On December 10, 1997, approximately 1400 mountain standard time, a Cessna 207, N91002, owned and operated by Eagle Aviation, was substantially damaged when it collided with an object and nosed over during a forced landing near Fruita, Colorado. The commercial pilot and student pilot-rated passenger sustained minor injuries. Visual meteorological conditions prevailed, and no flight plan was filed for the business flight being conducted under Title 14 CFR Part 91. The flight originated at North Las Vegas, Nevada, approximately 1000 Pacific standard time.

The following is based on a telephone interview with the pilot and his passenger, and the pilot's accident report. The airplane owner/operator contacted the pilot and had asked him to fly his airplane and deliver a load of newspapers to Grand Junction, Colorado. The pilot agreed and his passenger "went along for the ride." The pilot said he did not visually check the fuel but "stuck his finger in the fuel tank and felt fuel" (in his accident report, he said he visually inspected the fuel). The takeoff and en route portions were without incident. When the airplane was approximately 18 miles west of Grand Junction, the engine coughed, sputtered, and lost power. The pilot was able to restore power, but the engine eventually lost all power. The pilot made a forced landing in an onion field. The airplane struck a pile of onions and nosed over.

The pilot said that he had flown other Cessna single engine airplanes, but that this was his first experience in flying the Cessna 207. He said the airplane was equipped with long range tanks, but on the accident report, he indicated 62 gallons were aboard the airplane. According to the Airplane Owner's Manual, standard tanks hold 65 gallons (58 gallons useable) and long range tanks hold 84 gallons (77 gallons useable). The pilot said he cruised at 9,500 feet msl, used a power setting of 18-19 inches of manifold pressure and 2300 rpm, and leaned the mixture.
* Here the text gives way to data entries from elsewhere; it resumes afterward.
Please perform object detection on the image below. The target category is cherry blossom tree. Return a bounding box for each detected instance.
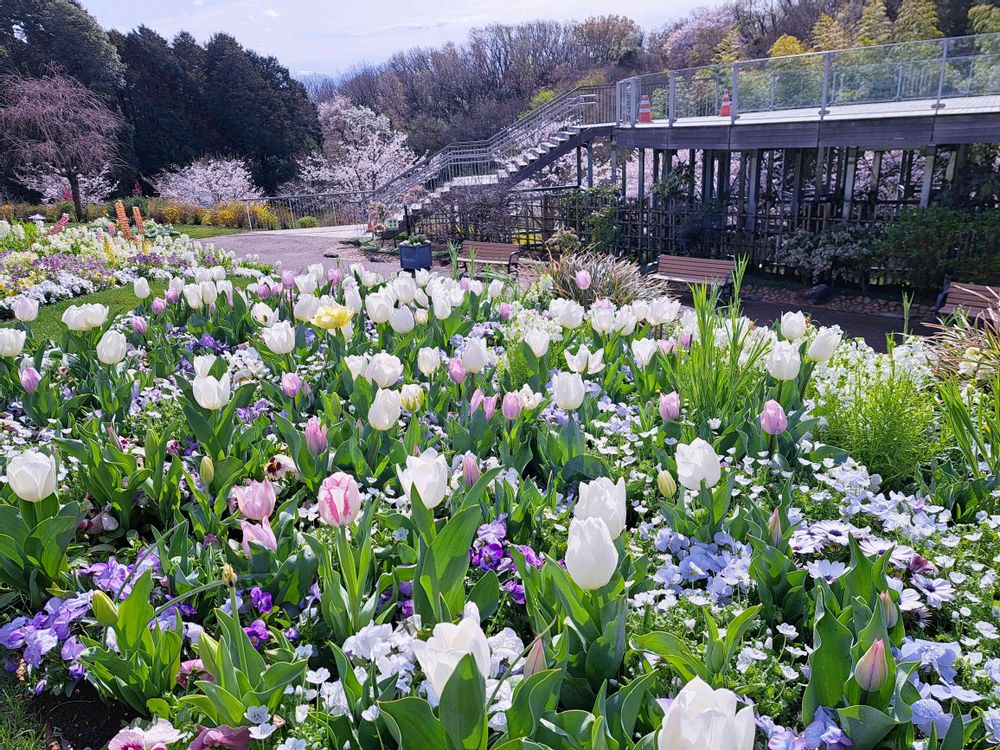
[152,156,263,207]
[0,74,122,221]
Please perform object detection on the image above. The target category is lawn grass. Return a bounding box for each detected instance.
[0,672,46,750]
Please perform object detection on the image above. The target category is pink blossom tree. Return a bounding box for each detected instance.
[0,74,122,221]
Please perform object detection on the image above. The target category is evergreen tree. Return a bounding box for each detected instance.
[858,0,892,47]
[812,13,851,52]
[0,0,123,100]
[895,0,942,42]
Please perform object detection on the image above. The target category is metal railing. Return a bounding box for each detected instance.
[374,84,615,207]
[616,33,1000,126]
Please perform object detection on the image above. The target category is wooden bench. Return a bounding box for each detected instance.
[653,255,736,296]
[936,282,1000,320]
[458,240,524,276]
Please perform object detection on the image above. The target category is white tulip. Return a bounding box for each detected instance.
[368,388,401,432]
[413,617,491,698]
[184,284,205,310]
[631,339,659,369]
[250,302,278,326]
[292,294,319,322]
[396,448,450,509]
[199,281,219,305]
[365,352,403,388]
[417,346,441,378]
[524,328,549,357]
[462,337,486,373]
[365,294,392,325]
[389,305,416,333]
[97,330,128,365]
[676,438,722,490]
[549,298,583,328]
[11,295,38,323]
[0,328,27,357]
[260,320,295,355]
[566,517,618,591]
[62,304,108,331]
[191,372,231,411]
[563,345,604,375]
[552,372,584,411]
[781,311,806,341]
[573,477,625,539]
[7,450,56,503]
[656,677,756,750]
[764,341,802,380]
[806,326,844,362]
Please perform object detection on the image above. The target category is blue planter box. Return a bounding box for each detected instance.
[399,242,432,271]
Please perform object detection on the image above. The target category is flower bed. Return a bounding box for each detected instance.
[0,217,257,311]
[0,266,1000,750]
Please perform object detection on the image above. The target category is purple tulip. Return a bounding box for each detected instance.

The airplane was still inverted when an FAA inspector arrived at the accident site. When the airplane was placed upright, he found no evidence of fuel in the fuel tanks. The inspector said there were no fuel stains on the ground, and there were no fuel dye staines on either the top or bottom surfaces of the wings.

According to the Cessna 207 cruise performance chart for 10,000 feet, the engine should have developed between 48 and 51 percent of its rated horsepower (300 hp) and consumed between 10.3 and 11.0 gallons of fuel per hour. This would give the airplane a range of 695 miles and an endurance of between 5.3 and 5.6 hours. The pilot's accident report indicates the airplane had been aloft approximately 2 hours, 45 minutes.